By observing 5 slices with different bilirubin levels and combining them with relevant clinical information, the specific characteristic features and changes of NHB on MRI could be summarized. Specifically, as the bilirubin level increased, the signal in the T1WI sequence for the globus pallidus area (the red box area in the image) demonstrated overall enhancement. The signal intensity in the rest of the image, however, remained essentially unchanged. The images were evaluated by 2 cooperative hospital radiologists with over 8 years of experience in MR image interpretation, who arrived at a consistent conclusion. A comparison between the box area in the image and the region highlighted by the model in the Grad-CAM revealed consistent identification of ROI. It demonstrated the model’s ability to identify specific manifestations of NHB in imaging and locate the ROI. These findings demonstrated the feasibility and efficacy of our DL-based approach in assisting the clinical diagnosis of NHB.

Comparison with other advanced models

On the T1-weighted MRI dataset, we compared and evaluated the performance of various advanced models for analyzing and predicting NHB. The comparative analysis demonstrated that the our GCN developed in this study achieved superior results in identifying and predicting this disease. Figure 8 displays the prediction ACC results of various models for NHB, whereas Figure 9 illustrates the ACC curves representing the prediction ability of these models.

Figure 8 Comparison in prediction accuracy among various models for NHB. ACC, accuracy; SVM, support vector machine; CNN, convolutional neural network; Inception-v3, Inception-v3 convolutional neural network; GCN, graph convolutional network; ResNet, residual neural network; our GCN, 3D patch-based graph attention convolutional network; 3D, 3-dimensional; NHB, neonatal hyperbilirubinemia.

Figure 9 Accuracy curves of various models for prediction of NHB. SVM, support vector machine; CNN, convolutional neural network; Inception-v3, Inception-v3 convolutional neural network; ResNet, residual neural network; GCN, graph convolutional network; our GCN, 3D patch-based graph attention convolutional network; 3D, 3-dimensional; NHB, neonatal hyperbilirubinemia.

Discussion

Severe hyperbilirubinemia presents a significant health risk to infants. Failure to provide timely clinical intervention significantly increases the risk of severe and irreversible brain damage in infants. MRI scans are of great value in differentiating NHB, and the MRI-based identification of NHB has gradually gained more attention in clinical practice (21-24).

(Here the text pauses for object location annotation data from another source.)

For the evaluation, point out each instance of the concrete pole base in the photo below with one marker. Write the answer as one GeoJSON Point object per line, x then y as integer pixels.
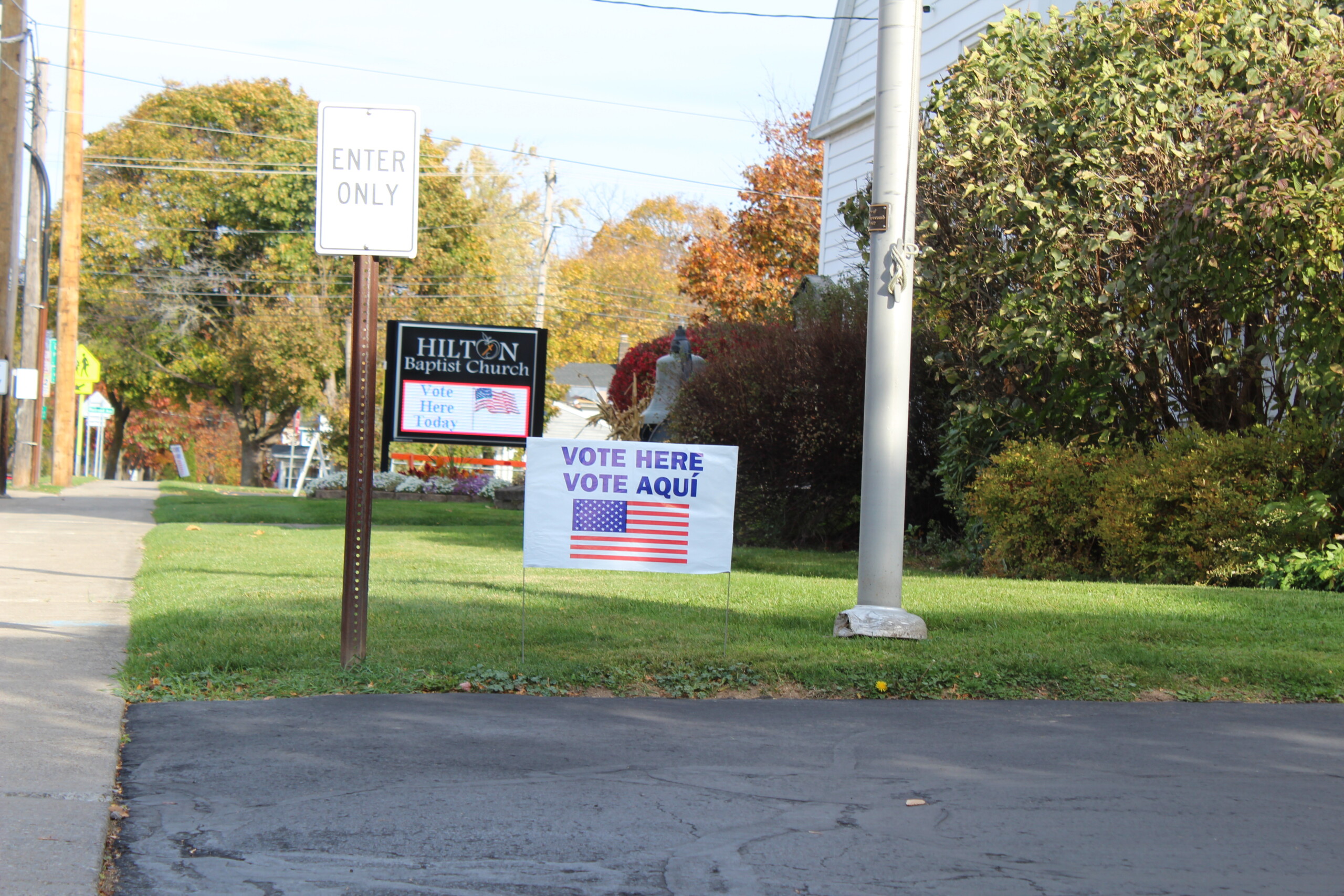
{"type": "Point", "coordinates": [881, 623]}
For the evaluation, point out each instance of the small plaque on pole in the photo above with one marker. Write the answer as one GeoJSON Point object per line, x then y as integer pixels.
{"type": "Point", "coordinates": [877, 218]}
{"type": "Point", "coordinates": [368, 181]}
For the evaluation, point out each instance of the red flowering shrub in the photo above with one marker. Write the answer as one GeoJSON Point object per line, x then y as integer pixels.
{"type": "Point", "coordinates": [642, 361]}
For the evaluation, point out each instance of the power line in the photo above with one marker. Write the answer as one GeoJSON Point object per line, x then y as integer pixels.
{"type": "Point", "coordinates": [643, 174]}
{"type": "Point", "coordinates": [435, 174]}
{"type": "Point", "coordinates": [397, 75]}
{"type": "Point", "coordinates": [218, 131]}
{"type": "Point", "coordinates": [731, 13]}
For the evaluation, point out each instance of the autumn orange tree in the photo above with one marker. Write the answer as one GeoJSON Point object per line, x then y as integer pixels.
{"type": "Point", "coordinates": [745, 267]}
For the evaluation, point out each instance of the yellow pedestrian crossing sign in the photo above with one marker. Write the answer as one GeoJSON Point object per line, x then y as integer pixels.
{"type": "Point", "coordinates": [88, 371]}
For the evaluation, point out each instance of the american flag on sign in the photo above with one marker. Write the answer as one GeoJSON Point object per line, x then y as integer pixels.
{"type": "Point", "coordinates": [635, 531]}
{"type": "Point", "coordinates": [495, 402]}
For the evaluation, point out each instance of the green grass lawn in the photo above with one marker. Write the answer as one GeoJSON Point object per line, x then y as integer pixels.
{"type": "Point", "coordinates": [225, 610]}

The MRI analysis of NHB reveals that as serum bilirubin levels dynamic and continuously rise, the increased signal intensity of the globus pallidum on T1WI sequence of MRI serves as a crucial indication of neonatal bilirubin encephalopathy. Exploring MRI image features with the dynamic changes of bilirubin levels and early detection of NHB could aid in the development of an appropriate treatment plan, which leads to a higher cure rate. The emergence of DL technology can assist and facilitate radiologists in effectively analyzing and predicting the NHB. In our study, DL methods were predominantly employed to analyze and evaluate brain MRI images of neonates with hyperbilirubinemia. We analyzed and evaluated the correlation and regularity between continuous dynamic changes in multi-threshold bilirubin levels and corresponding MRI image features in diagnosing NHB. We found that the trends in MRI image features of NHB were consistent with the corresponding continuous dynamic changes in serum bilirubin levels, and there was a positive correlation between the 2 when the serum bilirubin value exceeded 400 µmol/L. We demonstrated that DL models can analyze the dynamic changes and trends of elevated bilirubin levels in MRI imaging effectively and efficiently. Moreover, these models have also achieved good performance in discriminating brain tissues into normal and hyperbilirubinemia classes. Our results indicated that MRI image features could be considered an important auxiliary method for evaluating the changes of bilirubin deposition in NHB, and could provide clinicians with valuable information for diagnostic and therapeutic decision-making. Of note, DL models contribute to improving the diagnostic efficiency of clinicians and provide a new diagnostic strategy for NHB.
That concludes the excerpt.